Battling Bots: How to Find Fake Twitter Followers
Duo researchers explain the approach they used to detect automated Twitter profiles and uncover a botnet.
The discovery of a massive botnet can start with finding a few fake Twitter followers, report Duo researchers investigating the process of identifying and analyzing automated accounts.
Earlier this summer, Duo's Olabode Anise, data scientist, and Jordan Wright, principal research and development engineer, wrapped up a project investigating how they could detect Twitter bot characteristics. The goal was to create a means of differentiating automated and legitimate accounts, and they built a classifier tool to distinguish bots based on a pre-defined set of traits.
Their research dug into one of the largest random datasets of public Twitter accounts to date, they report. As part of their project, Wright and Anise identified three specific types of bots serving different purposes. "Content-generating" bots actively create new content (spam, malicious link), "amplification" bots like and retweet content to boost a tweet's popularity, and "fake followers" are a type of amplification bot intended to inflate users' popularity.
The two today published a new report digging into the latter. Their analysis covers how fake followers operate, how they discovered an initial list of fake followers, and how they leveraged that list to unearth a botnet made up of at least 12,000 Twitter accounts.
"We understand the fake followers are just as important to the social ecosystem," says Anise. "They artificially inflate the ratio of followers to followees."
On one hand, fake followers can be used to harass, or compromise the credibility of, legitimate accounts. On the other, they can boost the popularity of fake accounts, making them appear more credible than they are. The researchers gave a talk at Black Hat USA discussing how a botnet spoofed legitimate accounts to evade detection and spread a cryptocurrency scam.
Spot the Bots
It's tough to tell when a follower is fake, and researchers explain more information is better when analyzing accounts. In general, fake followers are hard to detect on an individual level because they don't show much activity – aside from, of course, following other accounts.
But a lack of activity doesn't mean an account is malicious. Some people create Twitter accounts simply to follow other users and stay current on the news, Anise explains.
So instead of hunting fake followers on an individual basis, the researchers decided to consider their full social networks. Fake followers are typically purchased and used as groups; as a result, they tend to share characteristics because they are developed by the same operator.
But which traits set fake followers apart from real ones? After Anise and Wright wrapped their initial pool of research, the botnet they were watching began to use fake followers to trick people into thinking spoofed Twitter accounts were real. They took a closer look at the followers of a fake Elon Musk Twitter profile and explored their similarities.

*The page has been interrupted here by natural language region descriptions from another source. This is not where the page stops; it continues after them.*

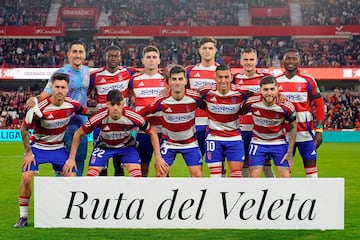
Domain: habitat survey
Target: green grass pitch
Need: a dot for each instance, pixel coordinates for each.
(335, 160)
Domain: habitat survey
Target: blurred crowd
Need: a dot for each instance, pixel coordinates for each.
(182, 51)
(180, 12)
(342, 108)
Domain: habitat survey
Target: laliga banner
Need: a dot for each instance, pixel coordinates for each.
(124, 202)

"One thing that we saw was, [they were] pretty easy to identify," says Anise of the fake followers. "These bots weren't really trying to hide … if you notice patterns or have a similar account, you can use it to pivot and find other bot accounts."
Timing is one key factor. If a large group of accounts suddenly follows the same profile, for example, there's a higher likelihood they're fraudulent.

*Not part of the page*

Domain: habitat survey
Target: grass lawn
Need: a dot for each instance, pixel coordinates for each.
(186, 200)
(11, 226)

Accounts following the fake Elon Musk profile had a proverb or fortune in their profile description – a quick and easy means of bypassing spam detection. Profile completion is an easy way to determine the quality of a bot; if an account has a profile, it appears to be real. However, creating unique profiles is harder than generating random usernames.

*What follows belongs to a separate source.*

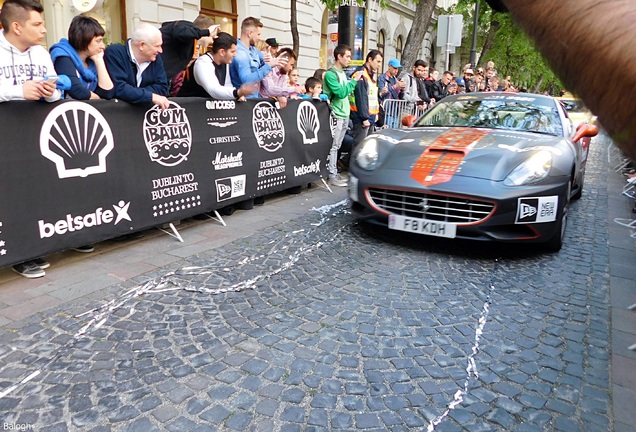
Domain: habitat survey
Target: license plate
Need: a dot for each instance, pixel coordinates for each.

With this in mind, the researchers could separate these bots from legitimate followers. Because they were studying the fake accounts as a group, they could observe whether similar accounts had similar behaviors. Once they found a small group of fake followers, they could branch outside that network and look for other fake accounts with similar traits.
How to Crawl for Followers
Anise and Wright uncovered the botnet with a "one-degree crawl" of a single fake follower. They found a fake account and looked at their social network, as well as the social network for each account the fake follower was following. They then applied a script to search the social network for a specific account. The result is a web of fake and legitimate profiles, connecting which fake accounts are following legitimate ones.
While it's a good start, not every bot in a botnet will follow the same people, meaning the researchers may not have caught entire groups of fake followers. To find new ones, Anise explains, they can use a bot found during their initial crawl and search its network for new fake followers. After doing this, they uncovered an additional 1,200 bots.
The two point out that large groups of fake followers have patterns that are easier to recognize; smaller groups, in contrast, may be more subtle. To find smaller groups of fake accounts, the researchers first determined when multiple accounts were created on the same day and consecutively followed a target account.